HASTANEYE GİTTİĞİ İÇİN HAKARETE UĞRADI
Burak da Osman gibi ağır çalışma koşullarından bahsetti. Çalıştığı süre boyunca patron tarafından sürekli işten atma, fiziksel şiddet tehditleri ve ağır hakaretler aldığını dile getiren Burak, yaşadığı süreci şöyle anlatıyor: “Solunum sıkıntısı yaşadığım için iki kere hastaneye gittim. İlk seferinde korona testi yapıldı ve sonuç negatif çıkınca özel bir klinikte serum aldım. Hastanede geçirdiğim o günün yevmiyesi maaşımdan kesildi. İşten ayrılıp tekrar girdiğim o dönemde bir defa daha solunum sorunu yüzünden fenalaşarak hastaneye gittim ve bu kez işyerine haber veremedim. Bu yüzden ertesi gün işe gittiğimde patrondan hakaretler ve küfürler işiterek işten kovuldum.” Burak hastanede ailesinin kanser geçmişi ve iş koşulları yüzünden kanser olma riskinin çok olduğunu öğreniyor. Doktoru ona düzenli olarak kontrole gelmesi gerektiğini söylüyor. O gün de yine özel bir klinikte serum ve oksijen maskesi verildiğini söyleyen Burak, özel kiniğin pahalı olduğunu ama devlet hastanelerinde bir şey yapmadıklarını söylüyor.
YEMEKTEN ZEHİRLENDİ, MASRAFI KARŞILANMADI
Fabrikadaki yemekhanede de pek çok sorun olduğunu belirten Burak, işyerinin eski aşçısının patronun babası olduğunu, yemeklerden böcek çıktığı için sonradan değiştirildiğini aktarıyor. Burak fabrikada yediği bir yemekten dolayı zehirlendiğini ancak fabrikanın hastane masraflarını karşılamadığını söylüyor. Hastanede, akut gıda zehirlenmesi yaşadığını öğrendiğini belirten Burak, “Sigortam olmadığı için hastane masraflarını yine kendim ödedim ve hastaneye gittiğim o gün de diğerlerinde olduğu gibi maaşımdan kesildi” dedi. Aşçı değiştikten sonra da sorunların devam ettiğini vurgulayan Osman da, “Yemekler soğuktu ve masalar çok kirliydi. Makine başında çalışanlar yemek saatinde bile makinenin durdurulmasına izin verilmediği için yemeklerini kimyasal maddelerle dolu makinelerin üzerinde ve zehirli gazlarla dolu bir ortamda yiyorlardı” ifadelerini kullandı.

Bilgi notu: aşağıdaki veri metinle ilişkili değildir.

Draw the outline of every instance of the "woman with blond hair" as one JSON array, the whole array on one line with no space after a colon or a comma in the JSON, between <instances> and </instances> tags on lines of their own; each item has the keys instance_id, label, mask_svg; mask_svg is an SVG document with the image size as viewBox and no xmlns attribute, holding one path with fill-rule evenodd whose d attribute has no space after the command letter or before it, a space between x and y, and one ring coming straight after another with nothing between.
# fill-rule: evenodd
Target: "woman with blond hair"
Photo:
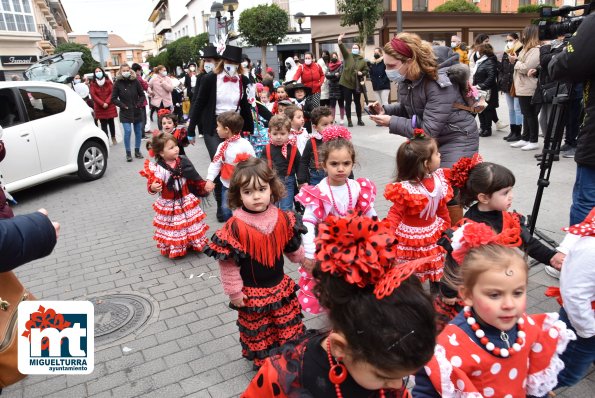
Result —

CİMER İLÇE EMNİYETE YÖNLENDİRDİ
OSB’de bulunan çoğu fabrikada olduğu gibi, Erdem Etiket’te de hafta sonu mesai dayatması olduğunu dile getiren Osman, patronun hafta sonu da çalışmayı zorunlu tuttuğunu, hafta içi 14 saat, hafta sonu 12 saat çalıştıklarını anlatıyor. Osman, işin tehlikesine, yoğunluğuna ve düşük ücretine dayanamayıp bir hafta sonra işten tekrar ayrılıyor. Osman ve Burak işyerinde yaşadıkları adaletsizlikten dolayı CİMER’e başvuruyorlar ancak daha sonra Gaziantep Valiliğine yönlendiriliyorlar. Valiliğe ulaşamadıklarını söyleyen Burak, “CİMER’e bir kez daha başvurduk ve bu kez bireysel suç yüzünden ilçe emniyet müdürlüğüne başvurmamız önerildi” diyor. Osman ve Burak bunun bireysel bir suç olmadığını aynı iş yerinde 20 kişinin farklı ücretler almalarına rağmen hepsinin sigortasız ve sağlıkları açısından tehlikeli işler yaptığını söylüyor.
İddialar üzerine aradığımız fabrikada telefonumuza yetkili olmadığı söylenerek cevap verilmedi.